Total cost for each cost element is collected and accumulated for the period. The process of cost collection has already been discussed above.

Step-4: Computation of cost per equivalent unit for each cost element

In this step, the cost per equivalent unit for each cost element is calculated. The total cost as calculated in Step-3 is divided by the equivalent units as determined in Step-2.

Step-5: Assignment of total costs to units completed and ending WIP

In this step, the total cost for units completed, units transferred to next process, ending work in process, abnormal loss etc. are calculated and posted in the process account and production cost report.



6. PROCESS COSTING METHODS

Mainly two methods for valuation of work-in-process are followed:

(i) First-in-first-out (FIFO) method

Under this method the units completed and transferred are taken from both opening work-in-process (WIP) and freshly introduced materials/inputs. The cost to complete the opening WIP and other completed units are calculated separately. The cost of opening WIP is added to cost incurred on completing the incomplete (WIP) units into complete one. The total cost of units completed and transferred is calculated by adding opening WIP cost to cost on freshly introduced inputs. In this method the closing stock of work in process is valued at current cost.

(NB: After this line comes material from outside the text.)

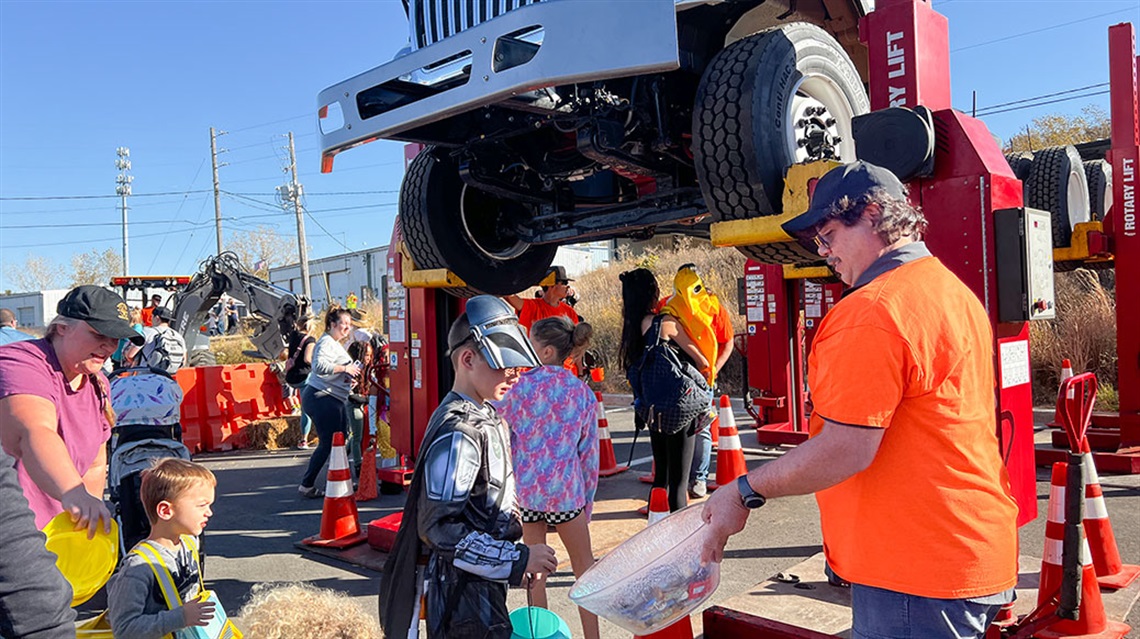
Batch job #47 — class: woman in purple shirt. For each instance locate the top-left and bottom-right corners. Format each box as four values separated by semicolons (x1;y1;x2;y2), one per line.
0;286;143;536
496;317;599;639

(ii) Weighted Average (Average) Method:

Under this method, the cost of opening work-in-process and cost of the current period are aggregated and the aggregate cost is divided by output in terms of completed units. The equivalent production in this case consists of work-load already contained in opening work-in-process and work-load of current period.

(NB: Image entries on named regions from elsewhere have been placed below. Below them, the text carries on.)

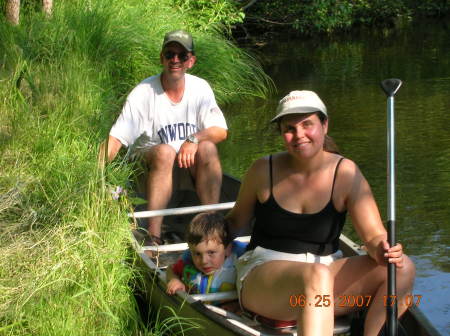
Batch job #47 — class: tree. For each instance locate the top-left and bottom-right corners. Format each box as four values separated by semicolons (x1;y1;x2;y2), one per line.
6;0;20;25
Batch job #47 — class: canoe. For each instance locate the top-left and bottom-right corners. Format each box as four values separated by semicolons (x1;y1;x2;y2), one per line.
129;175;440;336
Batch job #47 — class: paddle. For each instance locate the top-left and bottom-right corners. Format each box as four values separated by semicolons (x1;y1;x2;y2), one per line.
381;78;402;336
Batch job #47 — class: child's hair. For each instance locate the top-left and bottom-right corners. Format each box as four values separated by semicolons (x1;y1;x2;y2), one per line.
186;212;229;246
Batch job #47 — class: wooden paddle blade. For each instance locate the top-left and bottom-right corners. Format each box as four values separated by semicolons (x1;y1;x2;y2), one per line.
381;78;402;97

The main difference between FIFO method and average method is that units of opening work in process and their cost are taken in full under average method while under FIFO method only the remaining work done now is considered.



7. INTER-PROCESS PROFITS

To control cost and to measure performance, different processes within an organization are designated as separate profit centres. In this type of organizational structure, the output of one process is transferred to the next process not at cost but at market value or cost plus a percentage of profit. The difference between cost and the transfer price is known as inter-process profits.

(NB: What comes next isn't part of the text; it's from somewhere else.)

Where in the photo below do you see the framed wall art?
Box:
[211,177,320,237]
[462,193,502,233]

The advantages and disadvantages of using inter-process profit, in the case of process type industries are as follows:

Advantages:
  1. Comparison between the cost of output and its market price at the stage of completion is facilitated.
  2. Each process is made to stand by itself as to the profitability.
Disadvantages:
  1. The use of inter-process profits involves complication.
  2. The system shows profits which are not realised because of stock not sold out.

8. OPERATION COSTING

This product costing system is used when an entity produces more than one variant of final product using different materials but with similar conversion activities. Which means conversion activities are similar for all the product variants but materials differ significantly. Operation Costing method is also known as Hybrid product costing system as materials costs are accumulated by job order or batch wise but conversion costs i.e. labour and overheads costs are accumulated by department, and process costing methods are used to assign these costs to products. Moreover, under operation costing, conversion costs are applied to products using a predetermined application rate. This predetermined rate is based on budgeted conversion costs.
 
For example, a company is manufacturing two grades of products, Product- Deluxe and Product- Regular. Both the products pass through a similar production process but require different quality and quantities of raw materials. The cost of raw material is accumulated on the basis of job or batches or units of two variants of products. But the costs for the conversion activities need not to be identified with the product variants as both the Products requires similar activities for conversion. Hence, conversion activity costs are accumulated on the basis of departments or processes only. Example of industries are ready made garments, Shoe making, jewelry etc.